The struct.pack() function allows converting integers of up to 64 bit to byte strings. What's the most efficient way to pack an even larger integer? I'd rather not add a dependency on non-standard modules like PyCrypto (which provides num_to_bytes()).
As suggested by S.Lott in a comment, just convert the number to a string and pack that string. For example,
x = 2 ** 12345
struct.pack("40s", str(x))
Assuming the poster wants to pack a large integer as a binary string, i.e. not use one byte of storage per digit in the number. One way of doing this seems to be:
import marshal
a = 47L
print marshal.dumps(a)
This prints:
'l\x01\x00\x00\x00/\x00'
I can't say that I understand how to interpret these bits, right now ...

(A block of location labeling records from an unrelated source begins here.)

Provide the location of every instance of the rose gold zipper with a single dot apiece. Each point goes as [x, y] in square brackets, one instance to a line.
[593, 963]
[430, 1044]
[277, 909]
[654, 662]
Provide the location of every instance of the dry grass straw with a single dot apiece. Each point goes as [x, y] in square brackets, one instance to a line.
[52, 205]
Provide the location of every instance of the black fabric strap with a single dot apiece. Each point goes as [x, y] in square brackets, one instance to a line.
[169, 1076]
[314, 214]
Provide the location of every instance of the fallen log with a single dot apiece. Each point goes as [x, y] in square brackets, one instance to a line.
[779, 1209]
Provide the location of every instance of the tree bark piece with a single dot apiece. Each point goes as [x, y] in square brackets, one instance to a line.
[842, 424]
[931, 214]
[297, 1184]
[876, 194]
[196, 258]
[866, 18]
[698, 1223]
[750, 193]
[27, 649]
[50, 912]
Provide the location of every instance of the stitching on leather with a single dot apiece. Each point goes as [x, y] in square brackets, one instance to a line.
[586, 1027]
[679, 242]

I take it you mean you only want to use as many bytes as you need to represent the number? e.g. if the number is:
- 255 or less you'd use only 1 byte
- 65535 or less 2 bytes
- 16777215 or less 3 bytes
- etc etc
On the Psion PDA they'd usually have some of packing scheme in which you read the first byte, detect if it has the highest bit set and then read another byte if it has. That way you'd just keep reading bytes until you read the "full" number. That system works quite well if most of the numbers you are dealing with are fairly small, as you'll normally only use one or two bytes per number.

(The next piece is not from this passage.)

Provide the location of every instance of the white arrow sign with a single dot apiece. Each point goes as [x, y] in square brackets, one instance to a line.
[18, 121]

The alternative is to have one (or more) bytes representing the number of total bytes used, but at that point it's basically a string in Python anyway. i.e. it's a string of base-256 digits.

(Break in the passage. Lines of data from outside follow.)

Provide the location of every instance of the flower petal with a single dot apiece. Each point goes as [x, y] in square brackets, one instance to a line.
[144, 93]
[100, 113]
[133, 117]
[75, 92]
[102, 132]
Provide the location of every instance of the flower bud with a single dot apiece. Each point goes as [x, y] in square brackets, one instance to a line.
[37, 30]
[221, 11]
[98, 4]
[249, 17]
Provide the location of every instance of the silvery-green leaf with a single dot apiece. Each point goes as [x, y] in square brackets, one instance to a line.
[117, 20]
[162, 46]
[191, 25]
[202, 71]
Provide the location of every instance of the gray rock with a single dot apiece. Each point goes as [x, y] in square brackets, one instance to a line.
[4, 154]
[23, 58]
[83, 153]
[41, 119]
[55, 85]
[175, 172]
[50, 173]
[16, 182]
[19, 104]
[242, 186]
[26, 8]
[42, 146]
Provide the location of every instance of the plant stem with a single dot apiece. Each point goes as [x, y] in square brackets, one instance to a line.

Do you mean something like this:
def num_to_bytes(num):
bytes = []
num = abs(num) # Because I am unsure about negatives...
while num > 0:
bytes.append(chr(num % 256))
num >>= 8
return ''.join(reversed(bytes))
def bytes_to_num(bytes):
num = 0
for byte in bytes:
num <<= 8
num += ord(byte)
return num
for n in (1, 16, 256, 257, 1234567890987654321):
print n,
print num_to_bytes(n).encode('hex'),
print bytes_to_num(num_to_bytes(n))
Which returns:
1 01 1
16 10 16
256 0100 256
257 0101 257
1234567890987654321 112210f4b16c1cb1 1234567890987654321
I'm just not sure what to do about negatives... I'm not that familiar with bit twidling.
EDIT: Another solution (which runs about 30% faster by my tests):
def num_to_bytes(num):
num = hex(num)[2:].rstrip('L')
if len(num) % 2:
return ('0%s' % num).decode('hex')
return num.decode('hex')
def bytes_to_num(bytes):
return int(bytes.encode('hex'), 16)
This is a bit hacky, but you could go via the hex string representation, and there to binary with the hex codec:
>>> a = 2**60
>>> a
1152921504606846976L
>>> hex(a)
'0x1000000000000000L'
>>> hex(a).rstrip("L")[2:].decode('hex')
'\x10\x00\x00\x00\x00\x00\x00\x00' # 8bytes, as expected.
>>> int(_.encode('hex'), 16)
1152921504606846976L
It breaks a little because the hex codec requires an even number of digits, so you'll need to pad for that, and you'll need to set a flag to handle negative numbers. Here's a generic pack / unpack:
def pack(num):
if num <0:
num = (abs(num) << 1) | 1 # Hack - encode sign as lowest bit.
else:
num = num << 1
hexval = hex(num).rstrip("L")[2:]
if len(hexval)%2 ==1: hexval = '0' + hexval
return hexval.decode('hex')
def unpack(s):
val = int(s.encode('hex'), 16)
sign = -1 if (val & 1) else 1
return sign * (val>>1)
for i in [10,4534,23467, 93485093485, 2**50, 2**60-1, -1, -20, -2**60]:
assert unpack(pack(i)) == i
With all the fiddling for padding etc required, I'm not sure it's much better than a hand-rolled solution though.